Following more than five hours of questioning by a deputy prosecutor and an investigating judge, it was announced that the commentator had been charged and jailed.
“The judge decided to provisionally detain charged person Kim Sok for public defamation and incitement to cause social disorder,” said Ly Sophana, a court spokesman.
The second charge carries a sentence of up to two years in prison.
Mr. Sok was swiftly put in a police car and taken to Prey Sar prison, as his supporters voiced their outrage.
Activist monk Luon Sovath said he believed the link between Mr. Hun Sen’s comments on Monday and the decision to summon Mr.
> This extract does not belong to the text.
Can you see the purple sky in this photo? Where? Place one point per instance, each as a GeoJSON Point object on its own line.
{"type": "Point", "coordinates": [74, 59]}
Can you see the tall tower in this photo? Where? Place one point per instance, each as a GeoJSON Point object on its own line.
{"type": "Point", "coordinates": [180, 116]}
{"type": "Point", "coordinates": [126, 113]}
Sok on the same charges later that day illustrated how the case was politically motivated.
“This court’s decision was made under the political and ruling party’s pressure,” he said. “That is why they detained him in prison.”
“Because the prime minister spoke in the morning confirming he was suing Kim Sok for defamation and incitement to commit criminal offense, the court was extra fast in issuing the summons in the evening,” he said. “Whatever the prime minister says, the court just follows.”
Among analysts, the jury was still out on Friday over the government’s decision to pursue legal action against Mr. Sok, who also is facing a second lawsuit, this one for 10 million riel, or about $2,500, that Mr. Hun Sen’s lawyer filed on Tuesday. The second lawsuit decried comments Mr. Sok made in another radio interview on Monday, in which he said a government-affiliated “network” was behind Kem Ley’s slaying.
Despite widespread suspicions that the government was behind Kem Ley’s murder, no concrete evidence has been made public.
Political analyst Lao Mong Hay, a former legal adviser to the CNRP, said he would have also taken legal action if Mr. Sok had made such accusations against him without backing it up with evidence.
“If I remained silent it would imply that I agree with…what has been said,” Mr. Mong Hay said, adding that analysts “should speak the truth.”
Analyst Cham Bunthet, an adviser to the Grassroots Democracy Party, said that he believed Mr. Sok’s words were reckless.
“What Kim Sok did, for me, I think it was a little too aggressive, too rude toward the government,” Mr. Bunthet said. “It’s good to show courage but courage needs to balanced with wisdom.”
That said, he also felt the CPP’s reaction was unnecessarily heavy-handed.
“The government, as the parents of the children, should educate children. They should give them ways to elaborate, to change their words, their behavior,” he said.
“I think the prime minister should ask Kim Sok to prove rather than just taking this very immediate reaction,” he said. “I think it just promotes hatred and anger, not a solution, and I think it’s not good for both the government and the people. Maybe the tension will rise.”
Government spokesman Phay Siphan refuted accusations that the case was politically motivated, saying Mr. Sok’s words amounted to incitement.
“It’s not analysis,” he said. “It’s harassment, accusation and subversion. But let the judges do their own job.”